Currently, standard chemotherapy treatments function by administering patients a cytotoxic drug in constant dosages every treatment. These drugs specifically target cells that grow/proliferate rapidly. As well as rapidly proliferating cancer cells, these drugs also end up killing normal cells, like hair follicles and stromal cells. The functional purpose behind these drugs is to kill the maximum amount of cancer cells by usually giving the patient the maximum tolerated dose density of the drug. The problem with this is that the drug will almost never kill all of the cancer cells, thus leftover cancer cells become drug-resistant. These drug-resistant cells no longer respond to cytotoxic drugs and will rapidly proliferate, rendering the treatment useless.
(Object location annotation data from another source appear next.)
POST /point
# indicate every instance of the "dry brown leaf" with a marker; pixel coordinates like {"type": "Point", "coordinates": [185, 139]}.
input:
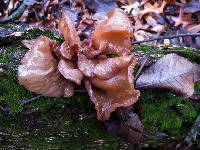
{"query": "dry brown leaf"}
{"type": "Point", "coordinates": [171, 72]}
{"type": "Point", "coordinates": [182, 19]}
{"type": "Point", "coordinates": [156, 8]}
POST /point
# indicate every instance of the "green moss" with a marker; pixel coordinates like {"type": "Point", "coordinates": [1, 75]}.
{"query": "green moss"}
{"type": "Point", "coordinates": [34, 33]}
{"type": "Point", "coordinates": [165, 113]}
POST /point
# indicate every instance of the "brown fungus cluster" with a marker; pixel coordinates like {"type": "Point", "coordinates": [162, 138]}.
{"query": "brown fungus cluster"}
{"type": "Point", "coordinates": [52, 69]}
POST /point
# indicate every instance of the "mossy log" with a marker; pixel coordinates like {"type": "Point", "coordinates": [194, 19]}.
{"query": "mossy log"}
{"type": "Point", "coordinates": [74, 119]}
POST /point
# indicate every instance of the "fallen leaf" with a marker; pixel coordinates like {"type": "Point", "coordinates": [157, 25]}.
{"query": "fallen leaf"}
{"type": "Point", "coordinates": [171, 72]}
{"type": "Point", "coordinates": [133, 9]}
{"type": "Point", "coordinates": [182, 19]}
{"type": "Point", "coordinates": [192, 7]}
{"type": "Point", "coordinates": [156, 8]}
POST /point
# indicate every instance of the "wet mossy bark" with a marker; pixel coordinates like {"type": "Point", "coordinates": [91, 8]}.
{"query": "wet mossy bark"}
{"type": "Point", "coordinates": [58, 123]}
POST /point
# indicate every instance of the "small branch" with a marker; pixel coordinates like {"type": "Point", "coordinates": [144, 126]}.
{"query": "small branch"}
{"type": "Point", "coordinates": [146, 57]}
{"type": "Point", "coordinates": [167, 37]}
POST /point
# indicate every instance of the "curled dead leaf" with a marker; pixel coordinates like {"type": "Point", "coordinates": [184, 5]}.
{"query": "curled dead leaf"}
{"type": "Point", "coordinates": [171, 72]}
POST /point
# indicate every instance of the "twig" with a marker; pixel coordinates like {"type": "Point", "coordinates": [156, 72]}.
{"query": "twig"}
{"type": "Point", "coordinates": [146, 57]}
{"type": "Point", "coordinates": [167, 37]}
{"type": "Point", "coordinates": [188, 141]}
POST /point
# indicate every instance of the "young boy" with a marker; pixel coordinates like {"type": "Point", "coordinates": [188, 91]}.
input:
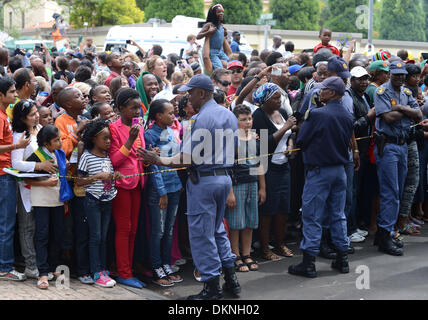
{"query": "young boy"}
{"type": "Point", "coordinates": [70, 126]}
{"type": "Point", "coordinates": [325, 37]}
{"type": "Point", "coordinates": [8, 96]}
{"type": "Point", "coordinates": [248, 191]}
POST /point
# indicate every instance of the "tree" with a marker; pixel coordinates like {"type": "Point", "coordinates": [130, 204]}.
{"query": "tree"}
{"type": "Point", "coordinates": [402, 20]}
{"type": "Point", "coordinates": [296, 15]}
{"type": "Point", "coordinates": [241, 11]}
{"type": "Point", "coordinates": [168, 9]}
{"type": "Point", "coordinates": [344, 15]}
{"type": "Point", "coordinates": [103, 12]}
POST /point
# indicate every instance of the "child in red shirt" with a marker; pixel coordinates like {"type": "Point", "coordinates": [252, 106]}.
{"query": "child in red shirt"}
{"type": "Point", "coordinates": [325, 37]}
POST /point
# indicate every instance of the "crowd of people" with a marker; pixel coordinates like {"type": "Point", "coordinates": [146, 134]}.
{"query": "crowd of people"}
{"type": "Point", "coordinates": [80, 119]}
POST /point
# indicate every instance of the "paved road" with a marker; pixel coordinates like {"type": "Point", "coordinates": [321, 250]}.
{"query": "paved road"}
{"type": "Point", "coordinates": [390, 277]}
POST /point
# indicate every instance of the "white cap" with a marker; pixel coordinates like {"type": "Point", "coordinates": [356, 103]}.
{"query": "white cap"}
{"type": "Point", "coordinates": [358, 72]}
{"type": "Point", "coordinates": [165, 94]}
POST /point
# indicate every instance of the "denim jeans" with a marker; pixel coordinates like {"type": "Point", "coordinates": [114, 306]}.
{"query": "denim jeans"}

The video below by Chemotherapy explains how cells divide and how chemotherapy drugs work.
Credit: Chemotherapy
In a study conducted by Pedro M. Enriquez-Navas and his colleagues, it was found that a new adaptive therapy approach to administering chemotherapy drugs was useful in reducing and controlling the size of cancerous tumors. Adaptive therapy works by altering the dosage of medication administered to the patient per treatment. The dosage amount will vary depending on how the tumor reacted to the previous treatment. The drug will be delivered in smaller amounts until the growth of the tumor is constant, then the drug will be weaned off of the patient. This treatment allows for the survival of cells that aren’t drug-resistant. Therefore when the tumor proliferates, cells that aren’t drug-resistant will increase in number and not ones that are drug-resistant, thus still allowing the drug to be effective in treatment.
In this study, two different types of breast cancer were treated in mice with a drug called Paclitaxel. The drug was administered using the current chemotherapy approach and the new adaptive therapy approach. Researchers of the study found that when using the current method the tumor initially decreased in size, but eventually returned and was much harder to control afterwards. Whereas when adaptive therapy was used, the size of the tumor was controlled and 60-80% of the mice were slowly weaned off of the drug without relapse.
With success in mice, further human trials could be a great advancement in cancer treatment. This new methodology would allow an extended timeline for survival in terminal cancer patients. Furthermore, this adaptive therapy could be used to control tumor size, then combined with other treatments to possibly eradicate all cancer cells. The results of this study indicate a bright future for this therapy.